Assistant Professor of Computer Science and ECE at Duke University. Prior to Duke, she was a postdoctoral researcher at UC Berkeley and a research scientist at Intel Labs. Her research interests include computer architecture and microarchitecture, hardware acceleration, hardware-software co-design, and emerging applications in big data, healthcare, and artificial intelligence. Wills has a PhD in computer science from Columbia University. Her research is recognized via various awards such as an NSF CAREER Award, a VMware Early Career Faculty Grant, IEEE Micro Top Picks (x3) and Honorable Mentions (x2), and best paper awards from MICRO and ISPASS.

Chris Kjellqvist​

Chris is the lead architect of the Beethoven framework. His research leverages modern hardware description languages’ flexible, generative abilities and programming abstractions to provide scalable and reusable SoC infrastructure for hardware accelerator development.

Mason Ma​

A fifth-year PhD student in Computer Science at Duke University. His research focuses on efficient software and hardware design for privacy-preserving computing, with a particular emphasis on advancing fully homomorphic encryption (FHE) through optimizations in arithmetic, compilers, and hardware accelerators.

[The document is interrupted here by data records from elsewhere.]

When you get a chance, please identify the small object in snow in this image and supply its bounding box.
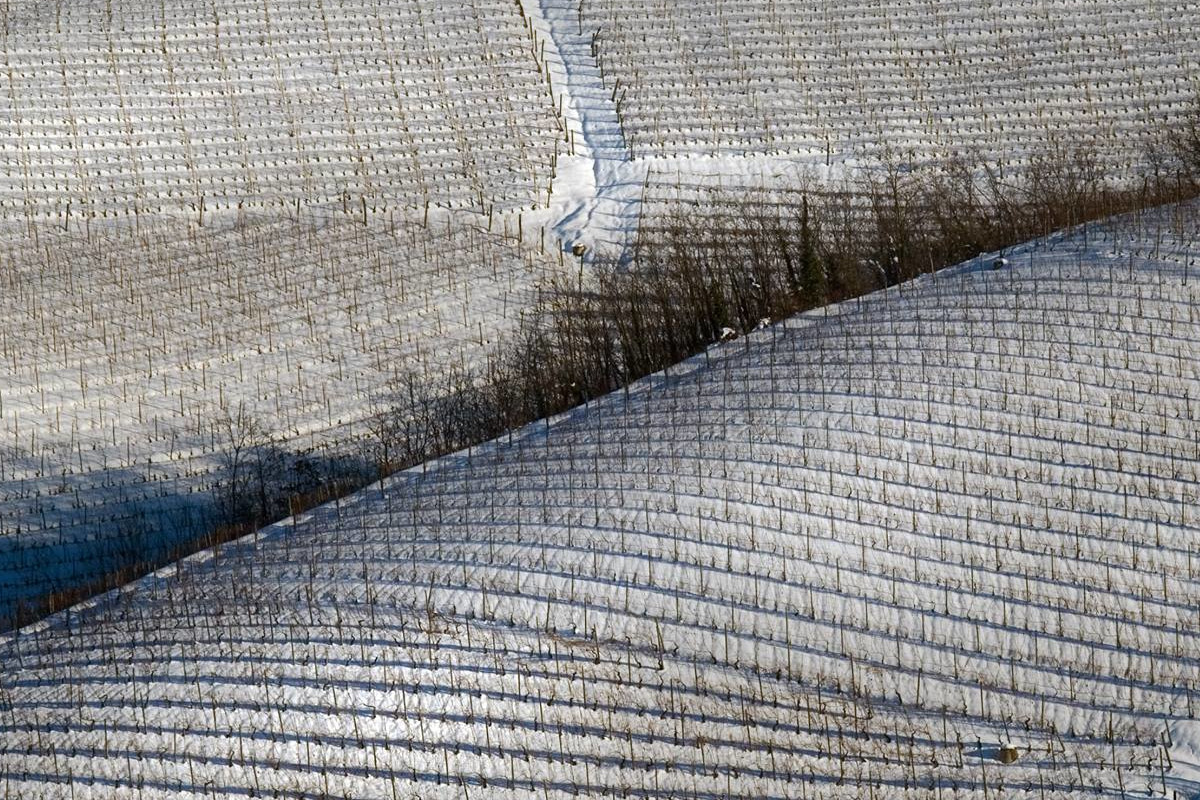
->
[996,745,1020,764]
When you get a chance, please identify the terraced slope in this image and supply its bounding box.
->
[571,0,1200,168]
[0,0,560,219]
[0,215,559,627]
[0,206,1200,800]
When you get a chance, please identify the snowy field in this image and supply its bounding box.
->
[0,205,1200,800]
[0,0,1200,625]
[568,0,1200,163]
[0,0,562,221]
[0,211,559,618]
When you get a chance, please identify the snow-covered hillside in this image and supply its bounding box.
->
[571,0,1200,164]
[0,206,1200,800]
[0,216,559,626]
[0,0,562,221]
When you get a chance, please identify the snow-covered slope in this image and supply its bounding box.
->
[0,0,560,221]
[0,206,1200,800]
[0,215,559,627]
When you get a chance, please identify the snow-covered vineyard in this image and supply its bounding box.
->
[0,218,559,618]
[573,0,1200,166]
[0,0,562,219]
[0,206,1200,800]
[0,0,1200,625]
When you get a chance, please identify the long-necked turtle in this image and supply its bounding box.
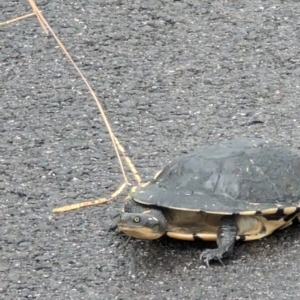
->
[117,138,300,264]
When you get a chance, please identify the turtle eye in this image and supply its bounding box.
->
[133,217,140,223]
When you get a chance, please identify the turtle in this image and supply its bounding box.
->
[116,137,300,266]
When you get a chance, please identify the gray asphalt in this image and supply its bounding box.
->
[0,0,300,300]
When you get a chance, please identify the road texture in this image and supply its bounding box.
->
[0,0,300,300]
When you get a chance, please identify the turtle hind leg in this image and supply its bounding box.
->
[200,216,238,266]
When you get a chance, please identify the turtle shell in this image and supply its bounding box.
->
[131,138,300,215]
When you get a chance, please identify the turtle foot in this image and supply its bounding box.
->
[200,249,224,267]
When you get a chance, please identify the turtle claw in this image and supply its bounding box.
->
[200,249,224,268]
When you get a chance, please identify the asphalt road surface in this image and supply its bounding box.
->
[0,0,300,300]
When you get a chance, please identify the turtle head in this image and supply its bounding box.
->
[117,209,167,240]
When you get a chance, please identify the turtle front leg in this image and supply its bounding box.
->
[200,216,238,267]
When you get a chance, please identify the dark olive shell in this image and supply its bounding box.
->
[131,138,300,214]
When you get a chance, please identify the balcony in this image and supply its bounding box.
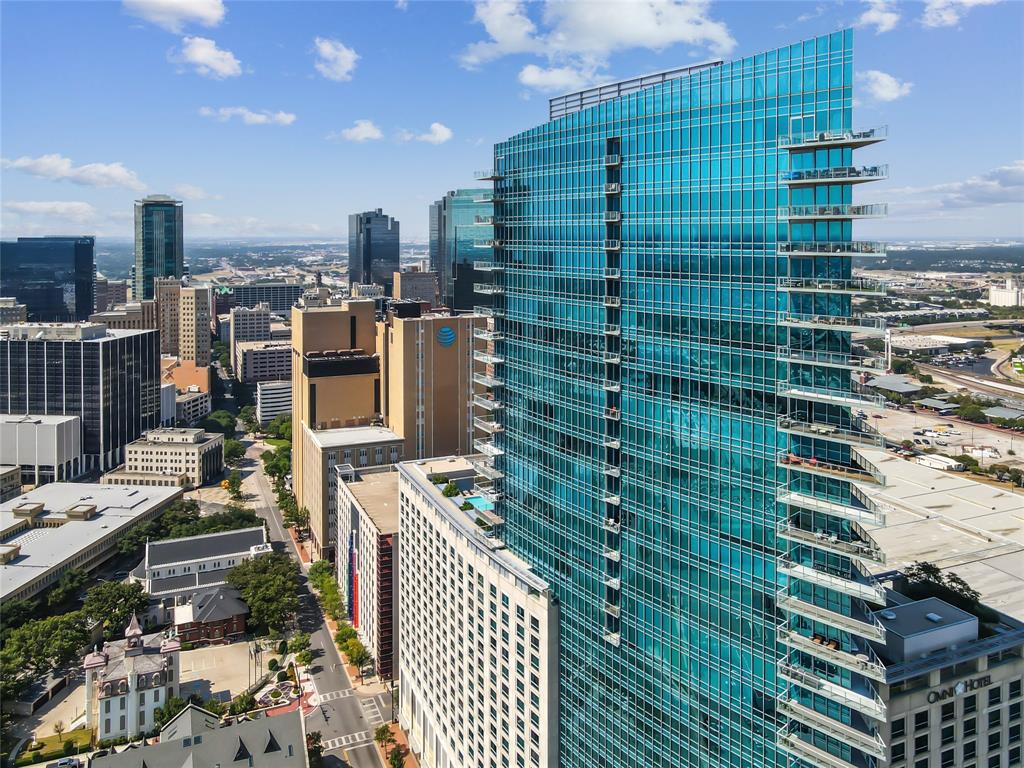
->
[473,394,505,412]
[778,165,889,186]
[473,416,505,434]
[778,557,886,605]
[778,347,886,373]
[473,439,505,458]
[473,374,505,389]
[473,349,505,366]
[778,125,889,150]
[778,278,886,296]
[775,203,889,221]
[778,728,863,768]
[775,487,886,526]
[775,381,886,408]
[778,696,888,760]
[470,460,505,482]
[473,283,505,296]
[473,326,505,341]
[778,629,886,683]
[778,595,886,643]
[778,419,886,451]
[775,240,887,258]
[778,452,886,485]
[778,662,886,722]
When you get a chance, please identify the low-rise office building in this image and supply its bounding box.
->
[256,381,292,424]
[103,427,224,488]
[0,414,85,485]
[0,482,181,601]
[82,616,181,741]
[292,422,404,560]
[234,340,292,384]
[338,467,398,680]
[397,457,559,768]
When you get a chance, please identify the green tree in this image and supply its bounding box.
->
[82,582,150,640]
[344,638,371,683]
[227,552,299,630]
[46,568,89,606]
[227,469,242,500]
[224,437,246,467]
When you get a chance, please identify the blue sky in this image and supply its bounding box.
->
[0,0,1024,239]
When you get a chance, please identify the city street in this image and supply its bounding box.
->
[244,442,390,768]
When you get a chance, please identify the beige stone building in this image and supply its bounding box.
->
[102,427,224,487]
[377,309,493,459]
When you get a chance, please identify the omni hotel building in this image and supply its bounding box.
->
[466,30,1021,768]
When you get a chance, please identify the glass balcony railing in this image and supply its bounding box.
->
[778,165,889,184]
[778,312,887,336]
[778,125,889,150]
[778,278,886,296]
[777,203,889,221]
[775,240,886,257]
[778,347,886,372]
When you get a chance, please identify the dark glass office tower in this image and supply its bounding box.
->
[132,195,185,301]
[476,31,886,768]
[348,208,398,296]
[0,238,96,323]
[0,324,160,472]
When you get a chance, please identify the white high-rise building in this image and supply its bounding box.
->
[398,457,558,768]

He has developed hardware architectures and ML compilers that optimize FHE computations, achieving significant speedups and efficiency improvements for privacy-preserving natural language processing and data analysis tasks.

Mansi Choudhary​

A fourth-year PhD student in ECE at Duke University. Her primary area of research is computer architecture, with an emphasis on workload analysis, performance modeling, and hardware acceleration through architectural and microarchitectural enhancements for domain-specific applications, including AI. Her work aims to improve performance and power efficiency in these systems.

Ning Liang​

A second-year PhD student in Computer Science at Duke University. Ning's research investigates hardware and software optimizations for more efficient and accurate LLM serving systems. Specifically, his work focuses on accelerating vector databases and retrieval-augmented generation.